On June 30, the Supreme Court struck down in a 6-3 decision the Biden administration’s student loan forgiveness plan. This plan would have forgiven $10,000 of student loans for borrowers making less than $125,000 per year, and $20,000 for those who had received a Pell grant. The Biden administration claimed a 20-year-old law as the authority for its plan, a law that allows the Secretary of Education to “waive or modify” loan terms during a war or national emergency (i.e., the COVID-19 pandemic).
Andrew Gillen, in an article ([link removed]) last week for Minding the Campus, summarized the ruling and analyzed what it means for higher ed (it’s worth a full read). From a policy standpoint, student loan forgiveness was always a bad idea. Gillen writes,
It used the real financial struggles of a small portion of borrowers as an excuse to shower almost all college graduates with an unearned windfall. It ignored income-driven repayment plans—which guarantee payments are always affordable—that already exist and that are used by a third of borrowers. It would have exacerbated the problem it was supposedly solving, as forgiveness would encourage students to borrow even more (anticipating future forgiveness) and colleges to raise prices, both of which would lead to even higher student loan debt in the future. The cost was massive, pegged at around half a trillion dollars. It was also regressive, benefiting high earners more.

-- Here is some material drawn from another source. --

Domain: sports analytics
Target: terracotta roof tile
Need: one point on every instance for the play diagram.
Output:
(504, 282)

But even though student loan forgiveness was terrible policy, the most important takeaway is that the Court majority determined that there was standing to sue, and that the Secretary of Education didn’t have the authority to implement the Biden administration’s plan.

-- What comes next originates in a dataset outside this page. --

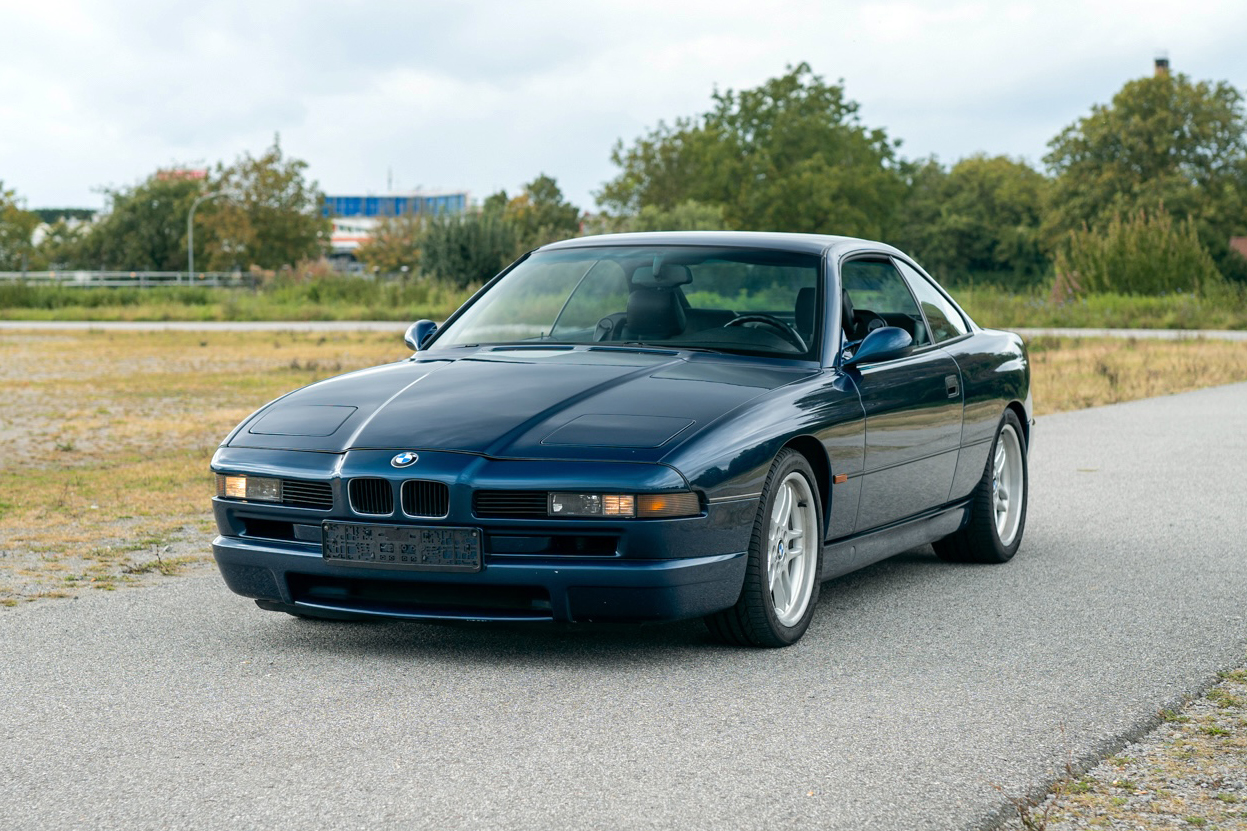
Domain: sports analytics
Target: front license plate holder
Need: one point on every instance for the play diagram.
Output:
(410, 548)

Striking down the student loan forgiveness plan was the best possible scenario. However, whether it will stick as precedent for future cases remains to be seen. The worry is that until the federal government gets out of the student loan market, there is no long-term solution. Policies are proposed and implemented so quickly that it’s like watching a whiplash-inducing game of ping pong. “Progressives will continue to throw anything and everything at the wall, hoping something sticks,” says Gillen ([link removed]) , “[a]nd if there is a more permissive statute somewhere, or a change in the balance of the Supreme Court, it’s only a matter of time before something does stick.”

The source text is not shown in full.